By Jonathan Richmond

Music by Handel

Performed by Handel & Haydn Society

October 29 & 31, Symphony Hall

Handel’s Semele is a creation of brilliant colors and subtle orchestrations. Taking place in a dreamlike world, it concerns the ambitions and fate of a great lady whose vanity demands -- and obtains -- immortality. Meredith Hall as Semele was quite clearly the star of the night, and provided substantial pleasure to counteract what was otherwise a pretty dreary evening. Her entry, with the accompagnato, “Ah, Me!” drew us in with its wonderful lyricism, and Hall’s precise articulation and appreciation for complex coloration conveyed the essence of Handel. The drama of Semele’s infatuation with both Jupiter and herself unfolded in the beauty and expressive power of Hall’s voice, making it best to ignore the silly theatrical stage antics unnecessarily added as crowd-pleasers.

Mary Westbrooke-Geha certainly had a commanding presence and contributed bits of good singing. Theodora Hanslowe had her moments as well, most particularly in the soaringly beautiful duetto with Semele, “Prepare Then, Ye Immortal Choir.” Still, when singing solo, too much of Hanslowe’s expression was external to the music, oblivious to the music’s internal logic.

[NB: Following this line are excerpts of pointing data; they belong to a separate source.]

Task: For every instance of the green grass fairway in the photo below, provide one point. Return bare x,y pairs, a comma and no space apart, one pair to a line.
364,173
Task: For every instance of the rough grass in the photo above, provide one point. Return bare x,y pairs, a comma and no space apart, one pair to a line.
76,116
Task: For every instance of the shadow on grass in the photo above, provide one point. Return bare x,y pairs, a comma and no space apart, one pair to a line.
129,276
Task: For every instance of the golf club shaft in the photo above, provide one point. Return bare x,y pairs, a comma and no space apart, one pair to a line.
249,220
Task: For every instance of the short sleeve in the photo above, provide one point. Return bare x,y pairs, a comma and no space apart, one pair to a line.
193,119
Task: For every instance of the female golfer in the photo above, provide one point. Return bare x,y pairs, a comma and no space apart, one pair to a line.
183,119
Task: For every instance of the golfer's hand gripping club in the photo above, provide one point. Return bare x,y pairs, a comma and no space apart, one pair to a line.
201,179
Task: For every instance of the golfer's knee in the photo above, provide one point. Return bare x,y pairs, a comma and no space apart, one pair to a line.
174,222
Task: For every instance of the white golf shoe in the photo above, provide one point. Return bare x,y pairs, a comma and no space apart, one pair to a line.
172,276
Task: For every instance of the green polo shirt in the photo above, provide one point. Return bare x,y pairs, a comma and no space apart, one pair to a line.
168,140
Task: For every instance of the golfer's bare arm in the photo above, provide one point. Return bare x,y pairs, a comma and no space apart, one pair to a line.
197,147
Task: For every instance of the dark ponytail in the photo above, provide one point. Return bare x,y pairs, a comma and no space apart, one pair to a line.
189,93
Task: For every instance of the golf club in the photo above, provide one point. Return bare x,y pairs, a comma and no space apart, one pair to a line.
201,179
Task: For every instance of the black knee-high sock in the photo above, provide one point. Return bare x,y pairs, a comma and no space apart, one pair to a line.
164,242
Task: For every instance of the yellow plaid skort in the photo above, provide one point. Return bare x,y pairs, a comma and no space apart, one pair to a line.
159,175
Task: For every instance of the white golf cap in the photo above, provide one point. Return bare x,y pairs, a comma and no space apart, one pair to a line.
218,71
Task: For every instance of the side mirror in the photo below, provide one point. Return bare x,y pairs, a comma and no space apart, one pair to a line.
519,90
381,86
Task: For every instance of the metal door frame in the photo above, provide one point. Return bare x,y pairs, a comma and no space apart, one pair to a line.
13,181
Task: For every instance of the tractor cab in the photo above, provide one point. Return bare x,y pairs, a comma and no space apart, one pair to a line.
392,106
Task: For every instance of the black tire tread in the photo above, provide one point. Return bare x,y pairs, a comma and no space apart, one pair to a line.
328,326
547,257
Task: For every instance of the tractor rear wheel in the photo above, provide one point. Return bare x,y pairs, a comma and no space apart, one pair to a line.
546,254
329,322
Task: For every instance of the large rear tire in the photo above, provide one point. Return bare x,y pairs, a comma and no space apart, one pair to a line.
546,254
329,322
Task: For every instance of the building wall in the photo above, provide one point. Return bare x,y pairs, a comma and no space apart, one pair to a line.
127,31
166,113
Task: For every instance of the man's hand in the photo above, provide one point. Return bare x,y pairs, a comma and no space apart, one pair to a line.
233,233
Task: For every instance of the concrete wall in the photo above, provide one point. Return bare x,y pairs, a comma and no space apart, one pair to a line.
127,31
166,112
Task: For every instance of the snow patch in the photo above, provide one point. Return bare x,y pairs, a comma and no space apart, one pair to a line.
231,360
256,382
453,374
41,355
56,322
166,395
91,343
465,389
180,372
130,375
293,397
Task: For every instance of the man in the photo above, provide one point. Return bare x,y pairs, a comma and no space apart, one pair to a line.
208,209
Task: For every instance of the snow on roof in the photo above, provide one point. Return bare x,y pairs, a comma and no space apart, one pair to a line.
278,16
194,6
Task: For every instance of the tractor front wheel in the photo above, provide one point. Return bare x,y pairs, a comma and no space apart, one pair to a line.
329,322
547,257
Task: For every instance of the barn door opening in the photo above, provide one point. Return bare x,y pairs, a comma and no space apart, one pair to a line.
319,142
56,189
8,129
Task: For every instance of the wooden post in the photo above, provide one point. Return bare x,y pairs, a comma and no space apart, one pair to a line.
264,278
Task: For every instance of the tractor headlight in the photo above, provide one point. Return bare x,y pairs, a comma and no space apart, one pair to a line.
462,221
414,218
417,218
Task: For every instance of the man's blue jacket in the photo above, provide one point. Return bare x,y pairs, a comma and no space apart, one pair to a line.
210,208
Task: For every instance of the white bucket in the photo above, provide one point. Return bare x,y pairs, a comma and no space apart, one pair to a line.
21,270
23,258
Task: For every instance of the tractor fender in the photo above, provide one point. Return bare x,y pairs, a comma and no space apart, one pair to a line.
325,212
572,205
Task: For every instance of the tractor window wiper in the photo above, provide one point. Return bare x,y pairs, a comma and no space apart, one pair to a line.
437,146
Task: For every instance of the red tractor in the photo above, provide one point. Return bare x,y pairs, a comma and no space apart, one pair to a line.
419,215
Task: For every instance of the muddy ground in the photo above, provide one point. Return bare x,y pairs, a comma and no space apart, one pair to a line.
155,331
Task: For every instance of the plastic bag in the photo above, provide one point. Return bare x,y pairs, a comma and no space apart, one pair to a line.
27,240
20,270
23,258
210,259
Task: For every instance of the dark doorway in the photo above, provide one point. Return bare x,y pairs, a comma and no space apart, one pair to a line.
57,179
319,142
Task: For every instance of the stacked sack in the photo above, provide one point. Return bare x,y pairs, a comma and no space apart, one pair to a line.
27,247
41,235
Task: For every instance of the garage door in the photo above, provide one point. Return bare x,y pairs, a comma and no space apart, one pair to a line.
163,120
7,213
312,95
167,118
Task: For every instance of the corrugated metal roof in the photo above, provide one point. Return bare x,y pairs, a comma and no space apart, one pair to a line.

There is little positive to be said about the male singers. Mark Padmore’s Jupiter, in particular, was an awful drip. He should have been booed off the stage for his bored, empty rendition of the serene “Where’er You Walk,” although the snores coming from my right and stony silence from the audience at the conclusion of what should have been a high spot of the evening conveyed the message well enough. Philip Lima’s singing as Cadmus was at best nondescript. David Walker as Athamas attained adequacy during a number of measures, but was hardly gripping.

While the chorus was muddy as well as plodding for most of the evening, the performance’s principal displeasure came from an inadequately prepared orchestra, perhaps doing its best to play the notes but having no concept of the music. There were exceptions: in particular, the divine cello playing of Phoebe Carrai. Her work was at its most fantastical in “O Sleep, Why Does Thou Leave Me.”

But most of the orchestral playing was dull. Where were the fantastical colors that make Handel’s music live? Where were the idyllic interchanges of orchestral voices, the inspired balancing acts in sound that make this extraordinary music tell its dramatic tale? Where was the tempo beat that should convey the essence of human life?

They are lost in Christopher Hogwood’s evident contempt for his Boston audience. Yes, Hogwood can do magnificent work in the recording studio, but the distasteful mediocrity of his performance in Symphony Hall suggests that his main dream was of his paycheck and flight back to London. Having a big name really isn’t enough. The conductor must also be utterly involved in his work and available for sufficient rehearsal to communicate proper vision to chorus and orchestra. Hogwood has failed to bring anything of substance to Boston a sufficient number of times; therefore, I reach the conclusion that it is high time that the Handel & Haydn Society booted him out of town.